Across the region, belonging is being shaped not by imported frameworks, but by local values, histories, and needs.

In Japan, there’s a growing spotlight on neurodiversity as a workplace strength. Companies like Hitachi and Fujitsu are investing in training that reframes autism, ADHD, and other cognitive differences as creative and operational assets. The cultural shift isn’t loud, but it’s deliberate. It is less about labeling, more about adaptation. For example, job descriptions are being rewritten to prioritize clarity. Meeting formats are being tweaked to allow for asynchronous participation. These are structural changes grounded in empathy.

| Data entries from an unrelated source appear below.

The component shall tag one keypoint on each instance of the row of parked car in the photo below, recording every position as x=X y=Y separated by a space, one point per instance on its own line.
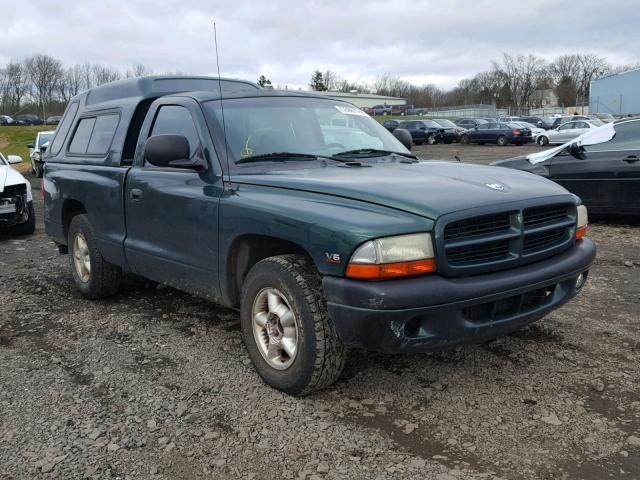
x=28 y=119
x=502 y=131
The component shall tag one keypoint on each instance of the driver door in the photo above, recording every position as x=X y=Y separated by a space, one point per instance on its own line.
x=172 y=213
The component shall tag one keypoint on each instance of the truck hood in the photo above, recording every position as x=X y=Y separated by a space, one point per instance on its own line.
x=428 y=189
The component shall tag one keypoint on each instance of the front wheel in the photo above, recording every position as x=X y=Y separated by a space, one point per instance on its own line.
x=28 y=226
x=286 y=328
x=93 y=275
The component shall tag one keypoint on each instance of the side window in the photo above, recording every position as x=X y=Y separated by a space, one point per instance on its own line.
x=93 y=135
x=82 y=135
x=102 y=135
x=63 y=129
x=627 y=138
x=177 y=120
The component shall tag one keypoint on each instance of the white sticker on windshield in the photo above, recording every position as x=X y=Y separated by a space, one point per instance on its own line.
x=350 y=110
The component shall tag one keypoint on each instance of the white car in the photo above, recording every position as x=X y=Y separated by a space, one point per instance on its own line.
x=566 y=132
x=36 y=153
x=16 y=201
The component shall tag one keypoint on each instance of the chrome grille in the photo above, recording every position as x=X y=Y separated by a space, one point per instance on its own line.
x=501 y=240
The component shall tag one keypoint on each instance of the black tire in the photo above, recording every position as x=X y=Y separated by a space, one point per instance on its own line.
x=28 y=227
x=39 y=169
x=104 y=278
x=320 y=355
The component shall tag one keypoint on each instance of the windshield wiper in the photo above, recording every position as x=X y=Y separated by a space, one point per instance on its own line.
x=372 y=152
x=281 y=157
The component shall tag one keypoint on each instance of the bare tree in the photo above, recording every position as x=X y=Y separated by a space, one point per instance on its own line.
x=45 y=73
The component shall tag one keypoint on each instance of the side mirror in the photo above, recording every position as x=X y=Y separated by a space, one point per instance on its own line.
x=404 y=137
x=171 y=151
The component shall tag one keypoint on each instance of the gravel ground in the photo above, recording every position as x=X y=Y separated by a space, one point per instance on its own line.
x=154 y=383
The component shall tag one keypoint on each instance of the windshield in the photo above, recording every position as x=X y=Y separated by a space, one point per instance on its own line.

In Indonesia, platforms like Gojek are treating language not just as a communication tool but as an inclusion mechanism. Their teams actively adapt user interfaces, customer service, and even driver-facing training materials to reflect regional dialects and informal speech patterns. By prioritizing Bahasa Indonesia and acknowledging local variations in tone and expression, Gojek ensures users across Indonesia’s archipelago feel seen and understood. Inclusion, in this context, means reflecting everyday life, not abstract ideals.

Even in multinational contexts, brands are moving beyond global playbooks. In Singapore, some are shifting from “diversity training” to cultural fluency coaching which helps cross-functional teams navigate differences common in international teams in power distance, conflict style, and feedback norms. It’s less about hitting diversity quotas, and more about building shared understanding.

DE&I initiatives in Asia aren’t disappearing as they are in the US. Asia is maturing on local terms, in local languages, and with local logic. The challenge isn’t to scale Western models. It’s to listen better to what inclusion already looks like on the ground.

In the U.S., 2024 saw a sharp reversal in how companies talk about diversity. DE&I programs were reframed as divisive. Budgets were slashed. Headlines questioned their relevance. But in Asia, something else was happening, a quieter evolution that doesn’t always use the same language, but is redefining what inclusion means from the ground up.